Two weeks ago, New York’s highest court ruled that residential apartment units in buildings receiving J-51 tax benefits could not be removed from rent regulation via High-Rent Vacancy Decontrol or High-Rent High-Income Decontrol. This landmark case pitted several tenants against the owners of the Stuyvesant Town–Peter Cooper Village apartment complexes. This decision is impactful mainly because it gives no weight whatsoever to the Department of Housing and Community Renewal’s (DHCR) policies and also ignores the manner in which the Department of Housing Preservation and Development (HPD) has overseen the J-51 program.
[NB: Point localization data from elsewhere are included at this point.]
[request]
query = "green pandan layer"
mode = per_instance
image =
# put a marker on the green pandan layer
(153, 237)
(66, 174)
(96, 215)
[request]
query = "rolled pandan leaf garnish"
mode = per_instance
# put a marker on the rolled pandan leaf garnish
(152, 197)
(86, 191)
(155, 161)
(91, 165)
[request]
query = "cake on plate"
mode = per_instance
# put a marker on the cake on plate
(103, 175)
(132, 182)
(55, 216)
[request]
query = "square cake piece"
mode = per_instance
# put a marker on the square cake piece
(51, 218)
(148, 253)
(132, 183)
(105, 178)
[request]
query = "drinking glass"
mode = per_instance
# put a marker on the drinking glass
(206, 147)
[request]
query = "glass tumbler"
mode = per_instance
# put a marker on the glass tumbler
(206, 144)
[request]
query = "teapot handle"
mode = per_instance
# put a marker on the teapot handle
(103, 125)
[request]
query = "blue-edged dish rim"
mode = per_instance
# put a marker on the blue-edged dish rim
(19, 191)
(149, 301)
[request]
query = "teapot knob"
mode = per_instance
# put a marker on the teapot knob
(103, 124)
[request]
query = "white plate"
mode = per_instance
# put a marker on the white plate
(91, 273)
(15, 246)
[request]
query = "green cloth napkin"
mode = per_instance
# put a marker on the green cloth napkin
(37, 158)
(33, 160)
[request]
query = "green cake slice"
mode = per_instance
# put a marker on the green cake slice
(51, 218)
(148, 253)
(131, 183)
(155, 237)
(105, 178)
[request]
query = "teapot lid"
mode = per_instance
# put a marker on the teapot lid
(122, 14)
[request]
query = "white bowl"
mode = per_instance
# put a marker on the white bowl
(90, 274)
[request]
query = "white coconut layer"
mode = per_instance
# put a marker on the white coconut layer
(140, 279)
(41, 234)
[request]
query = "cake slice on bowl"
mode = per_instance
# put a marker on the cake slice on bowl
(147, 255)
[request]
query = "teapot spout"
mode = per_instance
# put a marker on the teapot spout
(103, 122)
DHCR is vested with “a broad mandate to promulgate regulation in furtherance of the rent control and rent stabilization laws” and is the entity from which multifamily property owners in New York rely for guidance on how to interpret and implement the regulations. Since 1993, DHCR has issued guidance indicating that apartment units could be decontrolled in buildings receiving J-51 benefits, provided the units did not become regulated simply because of the benefits. Over the past 16 years, investors and lenders have made business decisions involving billions of dollars based upon DHCR’s guidance. These decisions not only included purchases, sales and refinancings of apartment properties, but day-to-day management decisions by operators of these buildings.
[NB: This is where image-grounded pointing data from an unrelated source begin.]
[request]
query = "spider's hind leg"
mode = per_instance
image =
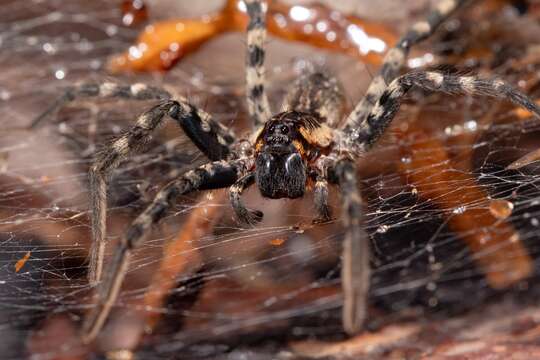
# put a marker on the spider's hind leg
(355, 268)
(212, 138)
(395, 59)
(214, 175)
(389, 103)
In addition to relying on DHCR’s guidance, property owners were comforted by the manner in which HPD actually administered the J-51 program. After all, HPD was responsible for oversight of the program and had direct involvement with the Peter Cooper Village complex. In 2003, HPD reduced the J-51 benefit that 350 First Avenue received in proportion to the number of luxury-decontrolled units in the building (a standard operating procedure), consistent with DHCR’s interpretation and regulation.
Since the decision, there has been a tremendous amount written about the potential impact, containing much speculation about how it will affect tenants, owners of these buildings and the investors who want to buy them. Unfortunately, speculation is all there is, as the decision, other than affirming the Appellate Division’s findings, was relatively vague and leaves much, if not all, of the details up to the lower court to decide. Even the decision issued by the court indicates that the impact of its decision will “depend, among other things, on issues yet to be decided, including retroactivity, class certification, the statute of limitations, and other defenses that may be applicable to particular tenants.”
There is no doubt that specifics will only be derived after dozens, if not hundreds, of lawsuits and years upon years upon years of litigation.